The stability evaluation included both dry and liquid emulsions (pre-lyophilization) at each pH. These emulsions were stored sealed in glass vials at 40° C. At each time point, the contents were either diluted with water for the liquid emulsion or reconstituted with water for the dry emulsion for droplet size measurement by LLS and paclitaxel concentration and purity by HPLC.
Droplet size analysis indicated that: (1) the dry emulsions appeared to be most stable at pH 6.6; (2) the droplet stability of the dry and liquid emulsions were comparable at 40° C.; and, (3) paclitaxel in dry emulsions was more stable than in the liquid emulsions at pH 4.0 to 8.9.

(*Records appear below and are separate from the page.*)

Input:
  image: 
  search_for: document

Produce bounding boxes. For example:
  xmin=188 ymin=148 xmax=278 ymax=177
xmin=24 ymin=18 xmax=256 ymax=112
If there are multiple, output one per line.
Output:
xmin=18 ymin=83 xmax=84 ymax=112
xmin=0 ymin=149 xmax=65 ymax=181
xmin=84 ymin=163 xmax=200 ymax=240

These results further suggested that highly useful paclitaxel emulsions can be prepared by lyophilizing a liquid submicron emulsion containing 2.5 mg/g paclitaxel, 15% w/w MCT, 7.5% w/w soy lecithin and 15% w/w sucrose at pH 6.6.
Thus, there has been shown and described a new and useful means for creating stable and benign lyophilized preparations, which can be reconstituted into taxoid emulsions by mixing with water. Although this invention has been exemplified for purposes of illustration and description by reference to certain specific embodiments, it will be apparent to those skilled in the art that various modifications, alterations, and equivalents of the illustrated examples are possible. Any such changes which derive directly from the teachings herein, and which do not depart from the spirit and scope of the invention, are deemed to be covered by this invention.